10.10.2014

Tutup !




Kamis, 09/10/2014 11:35 WIB

Dolar Tembus Rp 12.000 dan Listrik Naik, 8 Pabrik Tekstil Pilih Tutup

Suhendra - detikFinance

Jakarta - Menguatnya nilai tukar dolar terhadap rupiah hingga Rp 12.000/US$ dan kenaikan tarif listrik industri yang bertubi-tubi membuat beberapa pelaku usaha tekstil sektor pemintalan memilih setop produksi.

Catatan Asosiasi Pertekstilan Indonesia (API), baru-baru ini sudah ada 8 pabrik pemintalan benang yang memutuskan menghentikan produksi, tersebar di wilayah Jawa Timur, Jawa Barat, Banten, dan Jawa Tengah.

Ketua Umum API Ade Sudrajat mengaku sedih dengan kenyataan ini. Menurutnya, 8 pabrik tersebut memiliki tenaga kerja hingga 20.000 orang. Saat ini status para tenaga kerja ada yang sudah kena Pemutusan Hubungan Kerja (PHK) atau hanya dirumahkan.

Sebanyak 8 pabrik tersesebut yaitu 1 pabrik di Tangerang (Banten), 2 pabrik di Bandung (Jawa Barat), 2 pabrik di Surabaya (Jawa Timur), 2 pabrik di Jawa Tengah mencakup Sragen dan Pekalongan, dan 1 pabrik di Pandaan (Jawa Timur).

"Bukan hanya dolar saja, tapi karena listrik yang naik. Terutama di industri pemintalan dan penenunan, ada 8 pabrik, berhenti dulu, mereka nunggu kebijakan pemerintah seperti apa. Mereka setop baru-baru ini, karena nggak masuk dalam hitungan bisnis mereka," kata Ade kepada detikFinance, Kamis (9/10/2014).

Ia mengatakan tarif listrik sangat berpengaruh dengan biaya produksi industri pemintalan, apalagi sebagian bahan baku masih harus diimpor seperti serat dan lainnya, yang rentan terhadap nilai tukar.

Ade mengungkapkan tarif listrik untuk industri di Indonesia sudah terlalu mahal hingga 10,5 sen dolar AS per kwh, padahal Vietnam dan Korsel hanya 6 sen dolar AS per kwh.

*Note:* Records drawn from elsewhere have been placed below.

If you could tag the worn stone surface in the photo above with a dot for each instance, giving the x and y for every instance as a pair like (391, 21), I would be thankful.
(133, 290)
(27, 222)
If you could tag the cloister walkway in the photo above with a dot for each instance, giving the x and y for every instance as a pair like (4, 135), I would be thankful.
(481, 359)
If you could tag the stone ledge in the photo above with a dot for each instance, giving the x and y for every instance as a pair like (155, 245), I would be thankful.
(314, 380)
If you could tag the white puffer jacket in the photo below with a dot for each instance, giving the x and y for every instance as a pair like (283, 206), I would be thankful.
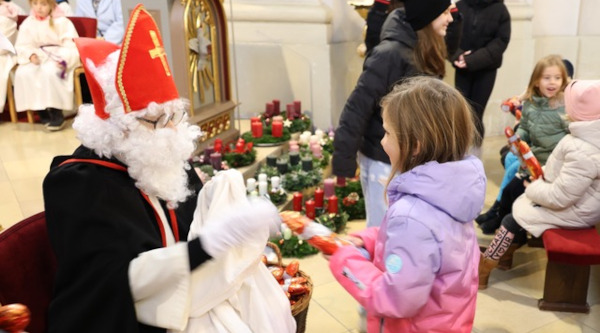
(570, 195)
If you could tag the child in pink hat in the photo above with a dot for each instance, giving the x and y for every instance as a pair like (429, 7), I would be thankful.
(567, 195)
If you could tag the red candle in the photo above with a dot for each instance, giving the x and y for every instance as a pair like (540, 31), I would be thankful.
(319, 197)
(310, 209)
(239, 147)
(257, 129)
(289, 110)
(329, 186)
(297, 108)
(332, 204)
(297, 201)
(277, 129)
(218, 145)
(276, 107)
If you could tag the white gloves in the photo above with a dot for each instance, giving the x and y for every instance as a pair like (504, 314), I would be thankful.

"PHK sudah pasti, sebagian dirumahkan, kita sudah kasih tahu ke pemerintah, tapi pemerintahnya pura-pura bego. Apalagi menterinya masuk KPK, mana mau urus dunia usaha," katanya.

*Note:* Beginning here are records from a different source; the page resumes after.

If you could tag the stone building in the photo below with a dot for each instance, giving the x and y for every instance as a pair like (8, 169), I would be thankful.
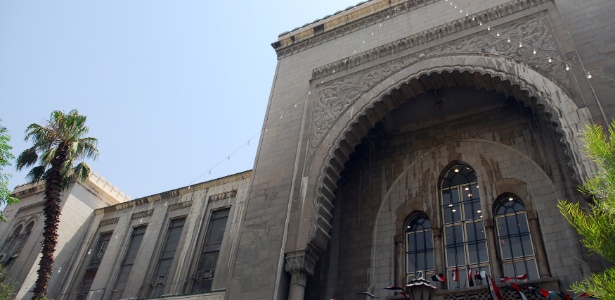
(401, 137)
(22, 236)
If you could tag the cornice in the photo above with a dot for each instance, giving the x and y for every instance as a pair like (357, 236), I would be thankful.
(467, 22)
(289, 46)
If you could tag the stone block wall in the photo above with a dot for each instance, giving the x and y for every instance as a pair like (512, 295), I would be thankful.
(396, 171)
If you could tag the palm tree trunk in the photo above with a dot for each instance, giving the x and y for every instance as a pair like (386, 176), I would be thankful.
(51, 211)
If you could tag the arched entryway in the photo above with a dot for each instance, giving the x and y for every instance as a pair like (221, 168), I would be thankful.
(517, 87)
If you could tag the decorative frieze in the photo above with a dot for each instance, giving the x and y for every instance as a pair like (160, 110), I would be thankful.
(222, 196)
(142, 214)
(290, 46)
(180, 205)
(438, 32)
(528, 40)
(108, 222)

Selain itu, Ade mengatakan alasan pabrikan pemintalan menghentikan produksi karena tak mau lagi menanggung beban kenaikan Upah Minimum Provinsi (UMP) 2015. Bahkan beberapa organisasi buruh mendesak kenaikan UMP hingga 30%.

"Belum lagi risiko kenaikan UMP, mendingan berhenti saja lah. Saya sedih, ini bukan saya yang kurang gigih memperjuangkan," katanya.